Kal, that IS all of them. Just 5. and thank you so much for your help. You are right, I was extremely naive and thought they had my best interests at heart. That is why I do so much personal research on horse-related topics. If I can't trust them I can at least trust myself, educate myself, and make sure i can't be taken advantage of.


I also agree that I think xrays yearly will be part of her maintenance. Several vets and my chiro have told me, if nothing else, she WILL or already has arthritis in that joint because of the fracture. So the next thing on the laundry list of horse expenses is joint injections and/or equioxx or adequan/legend.

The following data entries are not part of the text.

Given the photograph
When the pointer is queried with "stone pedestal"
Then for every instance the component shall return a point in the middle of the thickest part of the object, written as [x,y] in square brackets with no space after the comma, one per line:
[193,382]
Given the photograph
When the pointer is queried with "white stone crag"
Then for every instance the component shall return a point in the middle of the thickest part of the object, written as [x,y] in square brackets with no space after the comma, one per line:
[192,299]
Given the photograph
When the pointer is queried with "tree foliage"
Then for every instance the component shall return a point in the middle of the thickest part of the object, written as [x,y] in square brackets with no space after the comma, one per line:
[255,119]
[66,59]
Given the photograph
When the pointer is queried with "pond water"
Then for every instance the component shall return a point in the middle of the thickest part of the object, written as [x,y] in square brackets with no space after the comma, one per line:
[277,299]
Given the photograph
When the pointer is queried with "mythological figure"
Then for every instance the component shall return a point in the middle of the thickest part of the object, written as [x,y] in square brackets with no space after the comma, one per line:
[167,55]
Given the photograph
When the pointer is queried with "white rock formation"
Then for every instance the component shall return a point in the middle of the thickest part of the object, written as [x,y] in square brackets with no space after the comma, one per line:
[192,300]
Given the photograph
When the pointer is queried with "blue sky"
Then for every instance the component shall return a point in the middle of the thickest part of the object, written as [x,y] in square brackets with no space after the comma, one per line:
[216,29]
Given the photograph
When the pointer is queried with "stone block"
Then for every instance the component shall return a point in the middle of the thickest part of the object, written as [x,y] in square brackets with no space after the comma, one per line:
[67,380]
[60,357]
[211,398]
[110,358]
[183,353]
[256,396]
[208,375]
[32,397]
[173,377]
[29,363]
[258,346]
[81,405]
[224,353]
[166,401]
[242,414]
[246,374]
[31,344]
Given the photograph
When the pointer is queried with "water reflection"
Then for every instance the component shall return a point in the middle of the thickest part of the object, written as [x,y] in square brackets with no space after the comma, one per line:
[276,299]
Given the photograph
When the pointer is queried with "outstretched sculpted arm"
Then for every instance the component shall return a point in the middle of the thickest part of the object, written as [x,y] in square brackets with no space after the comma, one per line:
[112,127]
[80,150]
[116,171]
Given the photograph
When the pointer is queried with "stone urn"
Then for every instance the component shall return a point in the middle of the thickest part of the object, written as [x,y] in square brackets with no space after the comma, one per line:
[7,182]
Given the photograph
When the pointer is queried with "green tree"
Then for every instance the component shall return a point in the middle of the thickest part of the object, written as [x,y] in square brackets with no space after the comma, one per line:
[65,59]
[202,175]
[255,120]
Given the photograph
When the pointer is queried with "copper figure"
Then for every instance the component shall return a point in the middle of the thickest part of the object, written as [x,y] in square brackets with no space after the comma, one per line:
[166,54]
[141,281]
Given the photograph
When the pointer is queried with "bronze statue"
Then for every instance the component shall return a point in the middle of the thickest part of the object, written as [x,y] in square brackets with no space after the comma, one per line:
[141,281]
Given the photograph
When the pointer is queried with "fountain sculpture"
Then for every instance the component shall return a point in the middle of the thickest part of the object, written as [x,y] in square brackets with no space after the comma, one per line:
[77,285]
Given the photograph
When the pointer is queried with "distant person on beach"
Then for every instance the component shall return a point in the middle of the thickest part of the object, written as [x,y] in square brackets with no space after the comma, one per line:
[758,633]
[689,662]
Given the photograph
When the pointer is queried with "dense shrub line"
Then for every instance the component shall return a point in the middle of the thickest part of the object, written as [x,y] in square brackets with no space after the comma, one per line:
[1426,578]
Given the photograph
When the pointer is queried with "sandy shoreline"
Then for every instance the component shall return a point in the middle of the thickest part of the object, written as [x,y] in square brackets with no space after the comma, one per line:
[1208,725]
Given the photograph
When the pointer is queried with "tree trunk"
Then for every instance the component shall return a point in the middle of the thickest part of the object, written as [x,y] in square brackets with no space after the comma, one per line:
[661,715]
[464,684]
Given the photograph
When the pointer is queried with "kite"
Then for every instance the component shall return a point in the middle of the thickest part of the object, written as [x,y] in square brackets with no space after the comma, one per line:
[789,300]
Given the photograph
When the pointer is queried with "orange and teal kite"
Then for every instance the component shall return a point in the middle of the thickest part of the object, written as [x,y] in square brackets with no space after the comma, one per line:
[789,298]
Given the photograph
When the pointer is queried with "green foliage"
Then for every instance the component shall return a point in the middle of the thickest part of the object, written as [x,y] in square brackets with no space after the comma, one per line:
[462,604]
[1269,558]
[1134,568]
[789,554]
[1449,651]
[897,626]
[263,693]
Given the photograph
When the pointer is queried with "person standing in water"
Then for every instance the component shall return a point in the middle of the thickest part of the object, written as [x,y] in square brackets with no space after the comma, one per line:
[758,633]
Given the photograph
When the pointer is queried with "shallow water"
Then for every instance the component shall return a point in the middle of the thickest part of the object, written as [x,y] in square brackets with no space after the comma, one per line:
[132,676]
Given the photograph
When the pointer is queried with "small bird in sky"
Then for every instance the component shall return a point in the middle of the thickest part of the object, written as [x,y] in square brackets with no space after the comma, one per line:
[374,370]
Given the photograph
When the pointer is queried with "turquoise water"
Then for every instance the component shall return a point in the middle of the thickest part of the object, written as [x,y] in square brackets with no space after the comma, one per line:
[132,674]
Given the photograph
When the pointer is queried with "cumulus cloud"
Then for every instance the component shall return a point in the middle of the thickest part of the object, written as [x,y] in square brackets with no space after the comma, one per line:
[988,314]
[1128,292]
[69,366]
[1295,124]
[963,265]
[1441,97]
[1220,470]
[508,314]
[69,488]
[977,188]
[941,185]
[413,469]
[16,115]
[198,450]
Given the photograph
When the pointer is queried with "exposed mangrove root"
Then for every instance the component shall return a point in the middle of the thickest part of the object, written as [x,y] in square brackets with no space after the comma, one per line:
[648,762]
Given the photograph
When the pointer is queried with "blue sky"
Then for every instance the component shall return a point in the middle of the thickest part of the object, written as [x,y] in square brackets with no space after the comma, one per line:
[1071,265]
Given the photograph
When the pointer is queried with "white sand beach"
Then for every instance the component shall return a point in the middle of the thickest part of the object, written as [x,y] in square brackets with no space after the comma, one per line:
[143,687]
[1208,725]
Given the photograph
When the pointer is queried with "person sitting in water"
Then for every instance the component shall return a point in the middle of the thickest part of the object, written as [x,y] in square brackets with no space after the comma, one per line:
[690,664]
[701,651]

I'm happy and interested in your guys' approach to horse care. Friends I have insist on waiting until the ship is sinking before acting to plug up the holes. I have always been about preventing those holes in the first place. It is cheaper and it just makes more sense. But my old vet (who was affiliated with the vet who gave me these x rays and eventually sold out his company to her...) also told me to stop worrying about her leg until she showed symptoms. But by then I knew it would be too late.


----------



## Kalraii (Jul 28, 2015)

I hit sent and just saw Dreamcatcher's response and this is also true. I could write essays on similar "fights" I've endured. Not all make it. My grandpa, an old fashioned vet who went bankrupt for giving out too much free treatment, always said that people give up too soon. A vet told us to put down our dog who was paralysed for her back half, including bowels. Now, we aren't made of money and the alternative option was to spend 10k on a SINGLE scan for her and that was echoed elsewhere. Nope. So old fashioned way, as she did not appear in pain, we decided to see if she would recover alone. So for nearly a YEAR we babied this 11 y/o pincer. Using towels to hold up her rear end and let her walk on her fronts (while walking 5 other dogs ****). Doing physio. 

She began walking again and then running. You'd never know. We still aren't sure exactly what caused it though it was a suspected stroke... who knows. But as long as she showed us she wanted to keep going we kept trying. Then again, we didn't ride her


----------



## thecolorcoal (Jan 28, 2015)

that's a beautiful story.


if jumping her means it's only a matter of time, i don't want to jump her anymore. period. and until I know otherwise I am going to assume the worst and stop jumping. I'm at peace with whatever the x rays say. No one would have held onto this horse longer than me. to know she is happy and pain free is all i want. the rest is just extra.


----------



## KigerQueen (Jun 16, 2013)

honestly look into Osphos at time of x rays. its amazing with arthritis. it stops the cycle of breaking down bone (painful) and over calling an area (how arthritis starts). my vet's clinic dose bi yearly free clinics. they feed you breakfast and lunch and have vets and medical professionals come it and talk about topics. first one i was at was chronic lameness and birth defects. this last one was along similar lines but they had a entier presentation on osphos. i learnt ALOT and will always keep in in mind after an injury (3 months though. give the bone time to heal, then after 3 months give osphos to stop the cycle and prevent arthritis or bone deposits)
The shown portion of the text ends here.